Devoe Joseph

Free agent
- Position: Shooting guard

Personal information
- Born: June 21, 1989 (age 36) Toronto, Ontario, Canada
- Listed height: 6 ft 3 in (1.91 m)
- Listed weight: 176 lb (80 kg)

Career information
- High school: Pickering (Ajax, Ontario)
- College: Minnesota (2008–2011); Oregon (2011–2012);
- NBA draft: 2012: undrafted
- Playing career: 2012–present

Career history
- 2012–2013: Khimik
- 2013–2014: Joventut Badalona
- 2014: Türk Telekom
- 2015: Cholet Basket
- 2015–2016: Budućnost Podgorica
- 2016: Maccabi Kiryat Gat
- 2016–2017: Rethymno
- 2017: Bucaneros de La Guaira
- 2017–2018: BC Nokia
- 2018–2019: Bandırma Kırmızı
- 2019–2020: Śląsk Wrocław
- 2020–2021: CSO Voluntari
- 2021–2022: Stelmet Zielona Góra
- 2023: Peja
- 2023: Prishtina
- 2023–2024: BCH Garid
- 2024–2025: Scarborough Shooting Stars

Career highlights
- Kosovo Superleague champion (2023); Montenegrin Cup champion (2016); First-team All-Pac-12 (2012);

= Devoe Joseph =

Canadian basketball player

Devoe Joseph (born June 21, 1989) is a Canadian professional basketball player who last played for the Scarborough Shooting Stars of the Canadian Elite Basketball League (CEBL). He also represents Canada in international competition.

==High school==
Joseph attended Pickering High School in Ajax, Ontario. He and his younger brother, Cory, led the school's AAAA basketball team to back-to-back Ontario provincial championships in 2007 and 2008, defeating Eastern Commerce Collegiate Institute both years in the championship game. In the 2008 championship game, he hit a game-winning shot that gave the team a one-point victory. Joseph's father, David, served as the team's assistant coach during that time.

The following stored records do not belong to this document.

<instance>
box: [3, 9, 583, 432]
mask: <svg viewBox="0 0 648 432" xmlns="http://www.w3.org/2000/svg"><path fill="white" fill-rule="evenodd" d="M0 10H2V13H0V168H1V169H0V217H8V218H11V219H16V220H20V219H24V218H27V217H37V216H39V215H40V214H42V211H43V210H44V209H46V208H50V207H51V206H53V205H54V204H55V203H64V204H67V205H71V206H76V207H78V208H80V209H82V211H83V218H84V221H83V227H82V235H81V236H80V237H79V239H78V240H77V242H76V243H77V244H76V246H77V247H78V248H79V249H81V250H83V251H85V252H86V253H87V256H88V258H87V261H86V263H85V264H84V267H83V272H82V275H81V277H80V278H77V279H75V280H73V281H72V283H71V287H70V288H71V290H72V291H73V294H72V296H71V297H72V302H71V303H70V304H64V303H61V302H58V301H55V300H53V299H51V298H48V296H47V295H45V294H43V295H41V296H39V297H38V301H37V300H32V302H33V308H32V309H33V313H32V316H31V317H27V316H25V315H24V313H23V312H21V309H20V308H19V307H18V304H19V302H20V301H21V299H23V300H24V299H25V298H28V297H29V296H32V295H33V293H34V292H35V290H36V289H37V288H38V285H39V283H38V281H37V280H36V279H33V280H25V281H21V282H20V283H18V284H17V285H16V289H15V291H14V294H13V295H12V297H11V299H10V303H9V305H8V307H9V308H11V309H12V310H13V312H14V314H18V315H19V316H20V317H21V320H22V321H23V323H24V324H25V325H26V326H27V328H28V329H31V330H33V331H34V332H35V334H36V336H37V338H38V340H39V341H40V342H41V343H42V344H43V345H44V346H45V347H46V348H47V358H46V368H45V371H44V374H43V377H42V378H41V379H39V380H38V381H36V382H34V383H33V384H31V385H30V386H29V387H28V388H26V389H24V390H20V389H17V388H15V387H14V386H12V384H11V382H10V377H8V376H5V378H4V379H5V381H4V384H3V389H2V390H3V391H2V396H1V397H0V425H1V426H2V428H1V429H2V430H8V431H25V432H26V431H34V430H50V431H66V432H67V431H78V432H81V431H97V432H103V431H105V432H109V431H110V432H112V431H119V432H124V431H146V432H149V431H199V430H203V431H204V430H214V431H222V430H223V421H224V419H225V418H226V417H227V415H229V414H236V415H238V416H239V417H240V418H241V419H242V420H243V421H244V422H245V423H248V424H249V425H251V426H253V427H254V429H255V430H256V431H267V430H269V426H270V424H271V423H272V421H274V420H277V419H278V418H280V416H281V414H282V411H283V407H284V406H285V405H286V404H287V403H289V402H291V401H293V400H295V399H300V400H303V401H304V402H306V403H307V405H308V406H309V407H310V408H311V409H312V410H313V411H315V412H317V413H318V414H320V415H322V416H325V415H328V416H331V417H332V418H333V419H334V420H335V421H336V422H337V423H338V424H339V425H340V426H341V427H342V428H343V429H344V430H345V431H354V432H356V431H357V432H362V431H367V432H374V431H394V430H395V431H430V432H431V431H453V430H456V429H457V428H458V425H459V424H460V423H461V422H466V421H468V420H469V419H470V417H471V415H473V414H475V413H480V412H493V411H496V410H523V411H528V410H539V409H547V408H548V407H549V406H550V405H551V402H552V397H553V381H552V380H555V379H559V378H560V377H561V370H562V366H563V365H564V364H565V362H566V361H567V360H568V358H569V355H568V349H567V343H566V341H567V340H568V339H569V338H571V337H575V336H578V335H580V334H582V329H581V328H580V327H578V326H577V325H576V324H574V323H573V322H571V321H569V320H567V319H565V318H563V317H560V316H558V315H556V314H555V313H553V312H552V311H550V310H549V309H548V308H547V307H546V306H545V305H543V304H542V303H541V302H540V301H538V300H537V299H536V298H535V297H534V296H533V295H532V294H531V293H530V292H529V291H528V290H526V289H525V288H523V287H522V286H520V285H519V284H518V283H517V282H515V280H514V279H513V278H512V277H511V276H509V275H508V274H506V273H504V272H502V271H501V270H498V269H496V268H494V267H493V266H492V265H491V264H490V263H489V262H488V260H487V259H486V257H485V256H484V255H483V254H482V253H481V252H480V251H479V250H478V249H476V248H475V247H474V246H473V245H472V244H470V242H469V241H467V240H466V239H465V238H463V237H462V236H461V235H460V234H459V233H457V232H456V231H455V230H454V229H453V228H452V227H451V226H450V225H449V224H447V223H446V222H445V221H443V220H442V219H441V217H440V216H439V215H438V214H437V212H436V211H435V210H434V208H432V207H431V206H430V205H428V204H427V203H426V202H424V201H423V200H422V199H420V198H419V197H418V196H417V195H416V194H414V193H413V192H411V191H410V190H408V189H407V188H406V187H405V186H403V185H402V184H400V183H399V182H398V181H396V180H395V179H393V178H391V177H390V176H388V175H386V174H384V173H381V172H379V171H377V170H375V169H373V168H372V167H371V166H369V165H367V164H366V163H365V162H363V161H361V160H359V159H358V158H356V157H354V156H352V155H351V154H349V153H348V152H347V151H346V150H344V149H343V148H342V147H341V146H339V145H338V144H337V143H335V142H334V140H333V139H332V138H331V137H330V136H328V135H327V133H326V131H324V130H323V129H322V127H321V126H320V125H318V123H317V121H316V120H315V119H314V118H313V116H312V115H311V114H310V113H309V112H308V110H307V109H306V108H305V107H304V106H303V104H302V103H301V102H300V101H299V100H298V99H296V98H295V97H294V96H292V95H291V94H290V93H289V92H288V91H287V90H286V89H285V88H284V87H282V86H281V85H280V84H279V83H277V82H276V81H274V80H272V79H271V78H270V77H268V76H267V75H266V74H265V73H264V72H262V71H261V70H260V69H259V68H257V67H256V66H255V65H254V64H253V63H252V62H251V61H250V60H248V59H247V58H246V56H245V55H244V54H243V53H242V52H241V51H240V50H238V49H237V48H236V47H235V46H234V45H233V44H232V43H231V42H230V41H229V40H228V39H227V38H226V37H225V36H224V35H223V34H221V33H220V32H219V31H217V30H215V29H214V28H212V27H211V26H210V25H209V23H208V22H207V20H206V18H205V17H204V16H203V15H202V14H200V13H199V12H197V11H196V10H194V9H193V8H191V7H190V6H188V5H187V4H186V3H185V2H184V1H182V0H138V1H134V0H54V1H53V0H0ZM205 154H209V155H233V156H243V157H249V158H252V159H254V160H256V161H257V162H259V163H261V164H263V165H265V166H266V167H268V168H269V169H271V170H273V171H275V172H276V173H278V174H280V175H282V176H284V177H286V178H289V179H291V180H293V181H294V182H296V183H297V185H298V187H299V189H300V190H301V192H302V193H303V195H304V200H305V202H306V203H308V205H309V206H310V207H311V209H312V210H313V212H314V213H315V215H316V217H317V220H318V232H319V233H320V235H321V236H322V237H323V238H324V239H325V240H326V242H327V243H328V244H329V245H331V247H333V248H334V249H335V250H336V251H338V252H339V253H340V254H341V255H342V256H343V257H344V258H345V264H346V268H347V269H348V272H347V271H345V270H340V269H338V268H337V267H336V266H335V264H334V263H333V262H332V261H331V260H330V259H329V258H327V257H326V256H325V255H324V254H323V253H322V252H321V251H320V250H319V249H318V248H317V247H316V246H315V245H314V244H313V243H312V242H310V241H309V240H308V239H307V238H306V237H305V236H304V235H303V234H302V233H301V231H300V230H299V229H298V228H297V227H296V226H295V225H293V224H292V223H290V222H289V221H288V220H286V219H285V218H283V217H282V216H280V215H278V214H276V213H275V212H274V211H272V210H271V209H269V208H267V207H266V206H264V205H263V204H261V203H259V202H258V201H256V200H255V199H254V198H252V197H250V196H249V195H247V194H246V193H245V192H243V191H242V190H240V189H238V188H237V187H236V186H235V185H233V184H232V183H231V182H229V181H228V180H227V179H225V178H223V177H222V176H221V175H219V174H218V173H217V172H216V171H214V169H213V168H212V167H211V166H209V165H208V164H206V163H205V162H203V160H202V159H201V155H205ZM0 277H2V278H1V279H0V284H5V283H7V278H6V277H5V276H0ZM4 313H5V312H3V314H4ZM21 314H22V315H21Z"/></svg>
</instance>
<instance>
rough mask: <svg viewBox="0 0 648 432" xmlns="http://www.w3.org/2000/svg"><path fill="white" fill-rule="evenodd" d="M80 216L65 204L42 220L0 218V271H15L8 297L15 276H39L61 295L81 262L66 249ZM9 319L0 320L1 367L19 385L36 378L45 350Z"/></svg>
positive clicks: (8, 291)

Joseph averaged 24 points, 6 rebounds, and 5 assists per game as a senior. He was also a three-time Canadian High School Player of the Year and three-time Toronto Star High School All-Star. In 2008, he and Cory were selected to play in the annual All-Canada Classic, which showcases the top high school players in Canada.

==College career==
From 2008–2011, Joseph played for the University of Minnesota before transferring to the University of Oregon for his senior season. That season, he averaged 16.7 points per game, earning a first-team All-Pac-12 selection.

==Professional career==
After going undrafted in 2012, Joseph joined the Toronto Raptors for the 2012 NBA Summer League. On July 22, 2012, he signed a one-year deal with Khimik of Ukraine.

In July 2013, he re-joined the Raptors for the 2013 NBA Summer League. On September 5, 2013, he signed a one-year deal with Joventut Badalona of Spain.

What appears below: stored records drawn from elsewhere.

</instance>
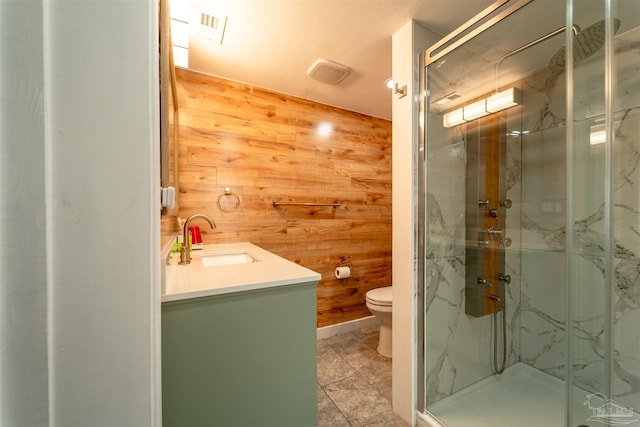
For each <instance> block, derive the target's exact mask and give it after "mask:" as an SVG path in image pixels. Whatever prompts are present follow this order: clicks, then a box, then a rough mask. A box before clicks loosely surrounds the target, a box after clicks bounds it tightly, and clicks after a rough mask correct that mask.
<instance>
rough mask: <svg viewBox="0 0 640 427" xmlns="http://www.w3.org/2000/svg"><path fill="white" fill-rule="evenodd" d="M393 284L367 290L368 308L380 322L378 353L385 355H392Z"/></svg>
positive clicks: (367, 305) (367, 302)
mask: <svg viewBox="0 0 640 427" xmlns="http://www.w3.org/2000/svg"><path fill="white" fill-rule="evenodd" d="M391 294H392V292H391V286H386V287H384V288H376V289H371V290H370V291H369V292H367V296H366V304H367V308H368V309H369V311H370V312H371V314H373V315H374V316H376V318H377V319H378V321H379V322H380V336H379V338H378V353H380V354H381V355H383V356H384V357H391V308H392V298H391Z"/></svg>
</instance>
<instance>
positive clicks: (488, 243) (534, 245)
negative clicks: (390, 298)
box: [418, 0, 640, 427]
mask: <svg viewBox="0 0 640 427" xmlns="http://www.w3.org/2000/svg"><path fill="white" fill-rule="evenodd" d="M423 60H424V67H423V71H424V73H423V75H422V76H421V80H422V84H423V85H424V93H425V97H424V100H423V108H422V111H421V114H422V116H421V117H422V118H423V122H424V126H423V128H422V130H421V131H422V135H423V145H422V146H421V147H420V149H421V154H422V163H421V164H420V168H419V169H420V172H421V179H420V184H419V185H420V187H421V188H420V190H421V193H420V194H421V195H422V196H423V199H422V201H421V206H420V208H419V212H420V215H421V218H420V221H419V222H420V223H419V231H420V236H421V244H420V253H419V256H420V258H419V267H420V268H421V270H422V277H421V283H420V284H419V297H420V298H419V299H420V301H421V304H422V307H421V308H420V314H421V316H422V317H421V319H420V320H421V322H420V325H421V328H422V330H421V331H420V335H421V338H422V339H423V342H422V346H421V354H420V357H419V361H420V362H419V364H420V369H419V370H420V376H421V378H420V380H419V381H418V384H419V386H418V387H419V390H418V396H419V399H418V400H419V402H418V405H419V408H418V409H419V419H420V423H421V424H419V425H428V426H431V425H433V426H441V425H446V426H448V427H467V426H474V427H482V426H492V427H500V426H505V427H507V426H508V427H512V426H518V427H527V426H532V427H533V426H550V427H551V426H567V427H583V426H591V427H594V426H602V425H605V426H606V425H612V426H614V425H630V426H640V2H638V1H637V0H579V1H578V0H573V1H571V0H568V1H567V2H563V1H559V0H520V1H517V0H511V1H509V0H501V1H496V2H495V3H494V4H493V5H492V6H491V7H490V8H488V9H487V10H485V11H484V12H483V13H482V14H480V15H478V16H477V17H476V18H474V19H473V20H470V21H469V22H467V24H466V25H465V26H464V27H461V29H459V30H457V31H456V32H454V33H452V34H451V35H449V36H447V37H445V38H444V39H443V40H442V42H440V43H438V44H436V45H435V46H434V47H432V48H430V49H428V50H427V51H426V52H425V55H424V58H423Z"/></svg>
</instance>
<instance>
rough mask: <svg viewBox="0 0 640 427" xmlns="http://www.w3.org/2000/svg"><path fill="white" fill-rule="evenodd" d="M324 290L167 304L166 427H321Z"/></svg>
mask: <svg viewBox="0 0 640 427" xmlns="http://www.w3.org/2000/svg"><path fill="white" fill-rule="evenodd" d="M316 284H317V281H313V282H305V283H298V284H288V285H285V286H276V287H270V288H265V289H257V290H247V291H241V292H233V293H225V294H220V295H211V296H203V297H197V298H189V299H182V300H177V301H167V302H163V304H162V417H163V423H162V424H163V426H165V427H196V426H206V427H217V426H220V427H233V426H238V427H261V426H273V427H287V426H291V427H305V426H315V425H317V396H316V394H317V389H316V387H317V385H316Z"/></svg>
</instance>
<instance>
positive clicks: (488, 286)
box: [478, 277, 491, 288]
mask: <svg viewBox="0 0 640 427" xmlns="http://www.w3.org/2000/svg"><path fill="white" fill-rule="evenodd" d="M478 285H482V286H484V287H485V288H488V287H490V286H491V282H490V281H488V280H487V279H483V278H481V277H478Z"/></svg>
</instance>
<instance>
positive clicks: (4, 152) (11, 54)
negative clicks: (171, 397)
mask: <svg viewBox="0 0 640 427" xmlns="http://www.w3.org/2000/svg"><path fill="white" fill-rule="evenodd" d="M156 16H157V6H156V4H155V2H149V1H144V0H128V1H91V2H86V1H77V0H74V1H71V0H46V1H45V0H33V1H22V0H20V1H17V0H16V1H13V0H8V1H7V0H3V1H0V59H1V60H2V70H1V72H0V89H1V92H0V93H1V96H2V98H1V99H2V104H1V105H2V108H1V109H0V124H1V127H0V191H2V204H1V209H0V231H1V235H2V240H3V243H2V245H0V248H1V249H0V278H1V286H0V316H1V317H0V339H1V340H2V341H1V342H0V425H2V426H17V425H38V426H45V425H51V426H64V427H73V426H92V427H98V426H136V427H138V426H151V425H159V424H160V417H159V408H158V405H157V404H158V403H159V374H158V372H159V369H158V368H159V367H158V362H159V360H158V359H159V351H158V345H159V343H158V339H157V337H158V335H157V332H158V331H157V329H158V327H157V323H156V319H157V318H158V316H159V296H158V282H159V280H158V271H159V255H158V252H159V250H158V248H159V242H158V239H159V206H158V202H157V199H158V197H157V195H158V194H159V192H158V191H159V190H158V187H159V173H158V169H159V168H158V163H159V160H158V159H159V155H158V147H157V146H158V140H159V138H158V131H157V129H158V128H159V126H158V113H157V105H158V100H157V98H158V95H157V94H158V84H157V78H156V76H157V75H158V74H157V49H156V46H157V36H156V34H157V23H156Z"/></svg>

On July 22, 2014, he signed with Türk Telekom of Turkey. On December 26, 2014, he left them and signed with Cholet Basket of France for the rest of the season.

On August 1, 2015, he signed a one-year deal with Budućnost Podgorica of Montenegro. In April 2016, he left Budućnost.

On October 3, 2016, he signed with Israeli club Maccabi Kiryat Gat. On October 29, 2016, he parted ways with Kiryat Gat after averaging 9.5 points in four games.

On December 16, 2016, he signed with the Greek team Rethymno. He left Rethymno after appearing in three games. In March 2017, he signed with Venezuelan club Bucaneros de La Guaira for the 2017 LPB season.

On December 22, 2017, Joseph signed with Finnish club BC Nokia for the rest of the 2017–18 Korisliiga season.

On November 23, 2018, he has signed with Bandırma Kırmızı of the TBL.

On September 3, 2019, he has signed with Śląsk Wrocław of the PLK. Joseph averaged 16.9 points, 3.5 rebounds, 2.7 assists, and 1.2 steals per game.

On August 16, 2020, he signed with CSO Voluntari of the Liga Națională.

On August 11, 2021, he has signed with Stelmet Zielona Góra of the Polish Basketball League (PLK).

==International career==
Joseph played for the Canadian junior national team at the 2007 FIBA Under-19 World Championship, where he was the tournament's second-leading scorer with 22.6 points per game. He played for the senior national team at the 2013 FIBA Americas Championship, alongside Cory.

==Personal==
Joseph's parents, Connie and David Joseph, met at Mount Royal College, where they played for the women's and men's basketball teams, respectively. His younger brother, Cory, currently plays in the NBA for the Orlando Magic. He also has two older sisters, Chantal and Danielle.